Propiedad intelectual y desarrollo económico

La Organización Mundial de Propiedad Intelectual –Ompi–, conformada por 170 países, es un organismo de las Naciones Unidas creado en 1967 con el objetivo de desarrollar un sistema de propiedad intelectual internacional equilibrado, accesible y que recompense la creatividad, estimule la innovación y contribuya al desarrollo económico, salvaguardando a la vez el interés público.

De hecho,  2018 registró una nueva cifra récord de 253.000 solicitudes internacionales de patentes: Estados Unidos conservó su primer puesto con 56.142 seguido por China con 53.345. Japón con 49.702. Alemania con 19.883 y Corea del Sur con 17.014. Igualmente, en Latinoamérica, Brasil ocupó el primer lugar con 619 solicitudes, Chile con 245, México con 274 y Colombia con solo 163 con el agravante de que el 80% de las presentadas son de extranjeros que viven en el país.

Ahora bien, en la propiedad intelectual encontramos dos ramas tradicionales: derechos de autor y propiedad industrial. Además es un sistema de protección regulado a nivel mundial: la declaración universal de los derechos humanos otorga la facultad de explotar económicamente cualquier activo de propiedad intelectual. Segundo, la declaración de los derechos y deberes del hombre señala que “toda persona tiene derecho a la protección de los intereses morales y materiales que le correspondan por razón de los inventos, obras literarias, científicas y artísticas”.

Igualmente, la Convención Americana sobre derechos humanos -conocida como pacto de San José de Costa Rica- establece que: “Los Estados partes se comprometen a adoptar providencias, tanto a nivel interno como mediante la cooperación internacional, especialmente económica y técnica, para lograr progresivamente la plena efectividad de los derechos que se derivan de las normas económicas, sociales y sobre educación, ciencia y cultura, contenidas en la Carta de la Organización de los Estados Americanos…”.
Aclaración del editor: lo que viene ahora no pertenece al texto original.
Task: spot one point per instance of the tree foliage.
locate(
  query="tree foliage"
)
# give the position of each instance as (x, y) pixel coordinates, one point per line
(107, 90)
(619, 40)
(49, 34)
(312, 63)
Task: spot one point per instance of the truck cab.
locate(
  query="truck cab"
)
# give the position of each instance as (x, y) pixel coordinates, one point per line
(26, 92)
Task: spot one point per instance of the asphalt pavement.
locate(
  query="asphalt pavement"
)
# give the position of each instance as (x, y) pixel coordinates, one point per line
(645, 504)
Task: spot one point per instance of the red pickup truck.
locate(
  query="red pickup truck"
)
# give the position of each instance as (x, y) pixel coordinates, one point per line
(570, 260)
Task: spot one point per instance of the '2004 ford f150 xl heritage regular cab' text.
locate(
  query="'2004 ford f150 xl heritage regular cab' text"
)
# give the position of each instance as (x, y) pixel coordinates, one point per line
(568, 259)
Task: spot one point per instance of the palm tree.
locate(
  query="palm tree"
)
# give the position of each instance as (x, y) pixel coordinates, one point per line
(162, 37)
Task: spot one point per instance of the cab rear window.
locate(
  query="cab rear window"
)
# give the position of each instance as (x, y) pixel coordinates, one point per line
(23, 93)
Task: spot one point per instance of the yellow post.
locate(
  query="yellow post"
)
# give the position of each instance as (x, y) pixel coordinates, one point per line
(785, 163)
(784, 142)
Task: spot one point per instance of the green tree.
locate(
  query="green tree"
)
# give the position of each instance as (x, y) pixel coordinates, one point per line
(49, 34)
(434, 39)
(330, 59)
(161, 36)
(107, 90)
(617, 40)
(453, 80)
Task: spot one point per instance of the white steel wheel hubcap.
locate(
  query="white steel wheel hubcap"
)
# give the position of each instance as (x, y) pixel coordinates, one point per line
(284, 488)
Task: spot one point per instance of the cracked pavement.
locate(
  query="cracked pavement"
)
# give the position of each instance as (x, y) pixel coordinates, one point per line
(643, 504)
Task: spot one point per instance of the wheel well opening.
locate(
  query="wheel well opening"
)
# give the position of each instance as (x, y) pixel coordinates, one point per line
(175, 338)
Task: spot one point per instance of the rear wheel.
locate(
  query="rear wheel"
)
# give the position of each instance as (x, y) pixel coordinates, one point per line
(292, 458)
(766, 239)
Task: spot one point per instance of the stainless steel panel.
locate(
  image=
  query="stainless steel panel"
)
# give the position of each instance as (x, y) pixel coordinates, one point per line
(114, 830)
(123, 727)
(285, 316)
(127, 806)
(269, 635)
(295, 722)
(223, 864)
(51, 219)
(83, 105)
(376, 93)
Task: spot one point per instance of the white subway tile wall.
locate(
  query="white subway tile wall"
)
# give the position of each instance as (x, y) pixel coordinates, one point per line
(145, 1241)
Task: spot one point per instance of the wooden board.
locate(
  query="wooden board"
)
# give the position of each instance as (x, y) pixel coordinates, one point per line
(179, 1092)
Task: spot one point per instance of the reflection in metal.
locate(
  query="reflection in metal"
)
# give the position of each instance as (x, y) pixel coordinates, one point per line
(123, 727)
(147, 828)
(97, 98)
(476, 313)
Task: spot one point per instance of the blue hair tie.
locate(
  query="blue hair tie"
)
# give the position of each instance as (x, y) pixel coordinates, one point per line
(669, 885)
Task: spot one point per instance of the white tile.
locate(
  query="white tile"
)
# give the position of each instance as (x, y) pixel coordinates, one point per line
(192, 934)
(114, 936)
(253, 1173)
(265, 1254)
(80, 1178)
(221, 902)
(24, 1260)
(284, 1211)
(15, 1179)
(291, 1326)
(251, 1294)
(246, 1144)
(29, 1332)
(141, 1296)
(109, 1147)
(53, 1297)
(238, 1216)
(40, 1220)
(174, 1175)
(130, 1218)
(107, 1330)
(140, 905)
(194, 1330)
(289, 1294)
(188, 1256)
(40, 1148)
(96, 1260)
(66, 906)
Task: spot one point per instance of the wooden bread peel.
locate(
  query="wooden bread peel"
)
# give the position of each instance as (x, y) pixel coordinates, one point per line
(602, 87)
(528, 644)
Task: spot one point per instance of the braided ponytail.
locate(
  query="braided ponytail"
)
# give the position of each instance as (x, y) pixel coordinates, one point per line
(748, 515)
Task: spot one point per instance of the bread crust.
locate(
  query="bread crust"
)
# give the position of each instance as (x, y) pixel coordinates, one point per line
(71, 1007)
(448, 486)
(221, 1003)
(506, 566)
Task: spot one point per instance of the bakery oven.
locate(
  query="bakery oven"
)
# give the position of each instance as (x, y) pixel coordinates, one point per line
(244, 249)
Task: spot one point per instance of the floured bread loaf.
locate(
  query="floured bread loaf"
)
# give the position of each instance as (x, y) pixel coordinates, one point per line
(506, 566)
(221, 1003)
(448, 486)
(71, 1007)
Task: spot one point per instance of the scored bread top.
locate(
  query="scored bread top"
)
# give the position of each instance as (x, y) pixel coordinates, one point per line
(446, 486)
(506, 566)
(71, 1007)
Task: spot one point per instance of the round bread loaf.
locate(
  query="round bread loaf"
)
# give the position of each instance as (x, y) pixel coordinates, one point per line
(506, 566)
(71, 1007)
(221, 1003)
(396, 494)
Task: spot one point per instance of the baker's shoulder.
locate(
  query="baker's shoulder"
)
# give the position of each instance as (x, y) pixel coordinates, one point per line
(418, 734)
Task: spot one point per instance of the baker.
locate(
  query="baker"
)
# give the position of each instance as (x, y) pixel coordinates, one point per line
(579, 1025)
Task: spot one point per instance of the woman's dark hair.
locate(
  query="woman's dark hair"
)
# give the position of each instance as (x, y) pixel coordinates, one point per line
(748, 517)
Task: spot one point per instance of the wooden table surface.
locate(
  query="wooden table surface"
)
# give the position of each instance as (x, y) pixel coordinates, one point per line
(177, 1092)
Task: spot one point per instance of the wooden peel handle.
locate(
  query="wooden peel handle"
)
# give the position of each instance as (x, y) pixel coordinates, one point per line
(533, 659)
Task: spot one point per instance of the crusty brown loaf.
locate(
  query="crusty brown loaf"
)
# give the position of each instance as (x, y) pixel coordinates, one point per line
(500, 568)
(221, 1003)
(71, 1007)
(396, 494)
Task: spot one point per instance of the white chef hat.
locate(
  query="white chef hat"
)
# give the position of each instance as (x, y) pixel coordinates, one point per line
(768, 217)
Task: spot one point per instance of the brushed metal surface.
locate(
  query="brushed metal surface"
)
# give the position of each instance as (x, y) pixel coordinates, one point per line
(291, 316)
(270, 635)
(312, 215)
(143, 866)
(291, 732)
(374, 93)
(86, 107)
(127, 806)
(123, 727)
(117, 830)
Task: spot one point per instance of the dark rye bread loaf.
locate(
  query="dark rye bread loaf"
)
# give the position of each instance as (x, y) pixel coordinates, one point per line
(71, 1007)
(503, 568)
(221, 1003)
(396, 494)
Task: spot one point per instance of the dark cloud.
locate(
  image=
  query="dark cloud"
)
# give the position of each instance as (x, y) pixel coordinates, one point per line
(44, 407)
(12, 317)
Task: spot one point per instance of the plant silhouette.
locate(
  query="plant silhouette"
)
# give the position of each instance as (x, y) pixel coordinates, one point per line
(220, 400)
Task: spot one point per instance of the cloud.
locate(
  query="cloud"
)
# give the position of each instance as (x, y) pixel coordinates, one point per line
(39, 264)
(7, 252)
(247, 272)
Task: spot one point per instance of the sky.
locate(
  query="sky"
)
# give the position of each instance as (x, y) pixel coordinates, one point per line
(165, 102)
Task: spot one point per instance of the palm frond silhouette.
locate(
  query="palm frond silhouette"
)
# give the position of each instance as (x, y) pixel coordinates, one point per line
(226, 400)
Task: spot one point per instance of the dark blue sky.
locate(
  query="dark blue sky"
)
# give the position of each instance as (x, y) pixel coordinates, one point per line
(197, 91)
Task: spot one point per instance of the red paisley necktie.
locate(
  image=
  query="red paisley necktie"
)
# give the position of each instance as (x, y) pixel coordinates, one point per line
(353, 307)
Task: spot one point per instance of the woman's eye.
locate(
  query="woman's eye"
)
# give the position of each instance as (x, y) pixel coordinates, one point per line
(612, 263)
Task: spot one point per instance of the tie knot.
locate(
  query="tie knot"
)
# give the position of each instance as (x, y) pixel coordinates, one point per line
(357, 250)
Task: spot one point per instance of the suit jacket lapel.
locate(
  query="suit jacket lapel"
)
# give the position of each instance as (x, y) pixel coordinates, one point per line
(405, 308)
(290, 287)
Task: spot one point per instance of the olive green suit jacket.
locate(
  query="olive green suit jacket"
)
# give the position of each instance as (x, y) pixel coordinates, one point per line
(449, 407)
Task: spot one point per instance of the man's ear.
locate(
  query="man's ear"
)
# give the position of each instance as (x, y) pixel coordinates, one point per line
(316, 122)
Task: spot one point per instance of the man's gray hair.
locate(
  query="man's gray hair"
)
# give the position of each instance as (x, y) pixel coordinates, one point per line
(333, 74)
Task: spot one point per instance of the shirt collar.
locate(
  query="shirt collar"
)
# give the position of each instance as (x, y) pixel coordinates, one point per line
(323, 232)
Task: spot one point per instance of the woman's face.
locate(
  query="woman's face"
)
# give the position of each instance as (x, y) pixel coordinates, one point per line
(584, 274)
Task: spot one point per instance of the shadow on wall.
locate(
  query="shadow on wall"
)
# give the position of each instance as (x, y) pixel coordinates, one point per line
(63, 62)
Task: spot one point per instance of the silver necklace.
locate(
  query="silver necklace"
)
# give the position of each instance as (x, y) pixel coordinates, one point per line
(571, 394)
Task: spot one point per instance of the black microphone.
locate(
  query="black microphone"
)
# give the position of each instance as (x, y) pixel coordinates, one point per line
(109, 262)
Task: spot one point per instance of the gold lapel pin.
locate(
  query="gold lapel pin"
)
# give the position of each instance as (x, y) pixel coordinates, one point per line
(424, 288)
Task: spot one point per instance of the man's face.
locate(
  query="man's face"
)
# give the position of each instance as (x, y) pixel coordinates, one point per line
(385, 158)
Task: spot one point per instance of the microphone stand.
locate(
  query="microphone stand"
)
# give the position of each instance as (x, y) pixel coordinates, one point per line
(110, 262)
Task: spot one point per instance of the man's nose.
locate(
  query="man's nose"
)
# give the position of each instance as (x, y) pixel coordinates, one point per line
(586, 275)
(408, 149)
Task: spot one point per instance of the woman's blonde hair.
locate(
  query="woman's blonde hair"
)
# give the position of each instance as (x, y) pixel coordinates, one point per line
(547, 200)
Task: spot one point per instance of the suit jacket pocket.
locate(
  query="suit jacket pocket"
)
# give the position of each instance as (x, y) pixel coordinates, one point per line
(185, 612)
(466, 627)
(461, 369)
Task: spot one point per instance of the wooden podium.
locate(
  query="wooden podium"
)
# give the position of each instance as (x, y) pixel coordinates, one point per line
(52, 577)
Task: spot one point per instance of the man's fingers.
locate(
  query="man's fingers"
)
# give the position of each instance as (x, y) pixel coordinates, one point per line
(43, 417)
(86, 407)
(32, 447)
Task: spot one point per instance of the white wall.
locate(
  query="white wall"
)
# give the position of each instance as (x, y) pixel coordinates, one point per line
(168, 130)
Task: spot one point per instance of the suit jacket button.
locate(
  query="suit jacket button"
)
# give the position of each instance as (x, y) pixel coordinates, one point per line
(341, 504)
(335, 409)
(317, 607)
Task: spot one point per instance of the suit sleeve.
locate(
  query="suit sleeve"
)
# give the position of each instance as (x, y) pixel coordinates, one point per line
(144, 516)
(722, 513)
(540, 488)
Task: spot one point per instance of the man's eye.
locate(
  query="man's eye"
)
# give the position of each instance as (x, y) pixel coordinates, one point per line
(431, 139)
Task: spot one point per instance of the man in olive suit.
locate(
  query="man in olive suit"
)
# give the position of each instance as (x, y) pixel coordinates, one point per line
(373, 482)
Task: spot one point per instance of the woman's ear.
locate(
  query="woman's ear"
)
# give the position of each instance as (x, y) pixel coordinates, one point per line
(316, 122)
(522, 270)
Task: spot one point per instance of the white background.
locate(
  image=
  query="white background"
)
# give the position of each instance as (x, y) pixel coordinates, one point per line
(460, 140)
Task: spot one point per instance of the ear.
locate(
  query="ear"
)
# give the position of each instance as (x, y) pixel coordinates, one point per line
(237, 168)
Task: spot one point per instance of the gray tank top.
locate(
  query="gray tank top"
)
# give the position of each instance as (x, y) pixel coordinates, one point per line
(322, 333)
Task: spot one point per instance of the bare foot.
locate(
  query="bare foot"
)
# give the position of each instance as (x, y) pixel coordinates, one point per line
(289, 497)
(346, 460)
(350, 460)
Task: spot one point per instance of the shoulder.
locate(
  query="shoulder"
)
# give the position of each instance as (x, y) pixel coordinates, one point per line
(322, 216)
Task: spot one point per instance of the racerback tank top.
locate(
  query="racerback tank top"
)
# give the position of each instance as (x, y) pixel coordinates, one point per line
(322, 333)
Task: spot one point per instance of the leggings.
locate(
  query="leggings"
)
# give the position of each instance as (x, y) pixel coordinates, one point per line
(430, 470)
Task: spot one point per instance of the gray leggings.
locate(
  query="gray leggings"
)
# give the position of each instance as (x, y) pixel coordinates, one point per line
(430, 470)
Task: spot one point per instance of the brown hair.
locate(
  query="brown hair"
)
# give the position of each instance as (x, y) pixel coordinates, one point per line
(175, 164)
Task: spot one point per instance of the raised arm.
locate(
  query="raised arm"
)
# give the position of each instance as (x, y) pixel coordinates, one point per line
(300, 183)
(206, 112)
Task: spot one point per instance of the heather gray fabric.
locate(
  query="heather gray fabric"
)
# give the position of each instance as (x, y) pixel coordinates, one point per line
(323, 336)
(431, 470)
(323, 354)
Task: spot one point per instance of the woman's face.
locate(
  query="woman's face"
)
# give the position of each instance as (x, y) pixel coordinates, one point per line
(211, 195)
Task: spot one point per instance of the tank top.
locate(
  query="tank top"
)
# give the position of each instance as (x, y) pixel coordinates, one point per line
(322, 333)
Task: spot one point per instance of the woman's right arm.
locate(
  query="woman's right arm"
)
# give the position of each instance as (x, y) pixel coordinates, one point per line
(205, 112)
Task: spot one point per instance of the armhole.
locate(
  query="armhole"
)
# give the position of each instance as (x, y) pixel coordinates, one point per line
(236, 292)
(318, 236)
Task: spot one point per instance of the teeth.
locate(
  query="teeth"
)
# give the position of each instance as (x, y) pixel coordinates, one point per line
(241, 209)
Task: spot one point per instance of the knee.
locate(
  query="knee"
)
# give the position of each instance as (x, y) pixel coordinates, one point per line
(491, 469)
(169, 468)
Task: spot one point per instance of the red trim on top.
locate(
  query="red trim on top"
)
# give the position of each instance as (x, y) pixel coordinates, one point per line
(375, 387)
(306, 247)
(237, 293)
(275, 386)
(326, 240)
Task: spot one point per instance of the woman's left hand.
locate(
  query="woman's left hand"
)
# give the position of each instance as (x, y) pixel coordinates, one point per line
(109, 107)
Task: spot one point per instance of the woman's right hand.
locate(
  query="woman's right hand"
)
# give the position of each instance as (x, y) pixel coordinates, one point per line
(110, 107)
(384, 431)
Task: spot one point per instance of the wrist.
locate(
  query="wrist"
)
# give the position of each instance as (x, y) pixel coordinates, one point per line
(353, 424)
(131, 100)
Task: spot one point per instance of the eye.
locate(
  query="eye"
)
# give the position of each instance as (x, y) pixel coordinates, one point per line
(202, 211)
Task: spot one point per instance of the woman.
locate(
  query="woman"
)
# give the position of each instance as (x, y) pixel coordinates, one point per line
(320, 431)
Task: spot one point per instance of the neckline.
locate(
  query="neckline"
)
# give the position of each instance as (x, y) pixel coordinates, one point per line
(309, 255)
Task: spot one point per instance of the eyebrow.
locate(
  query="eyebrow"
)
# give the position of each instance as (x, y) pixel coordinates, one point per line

Es importante tener en cuenta que la Ompi siempre ha publicado que existe una clara y palpable relación existente entre la propiedad intelectual, la creación de riqueza y su relación con el crecimiento en la economía de los países.

Así las cosas, debemos inventar, investigar y crecer en solicitudes de licencias de propiedad intelectual.  Aunque desde nuestro Congreso con la Ley 1915 de 2018 se esperó avanzar en desarrollo de software.

En síntesis, para que nuestros científicos no tengan que irse a investigar, aportar y crear conocimiento en otros países, que este gobierno y los que siguen, no sigan recortando aportes económicos a Colciencias.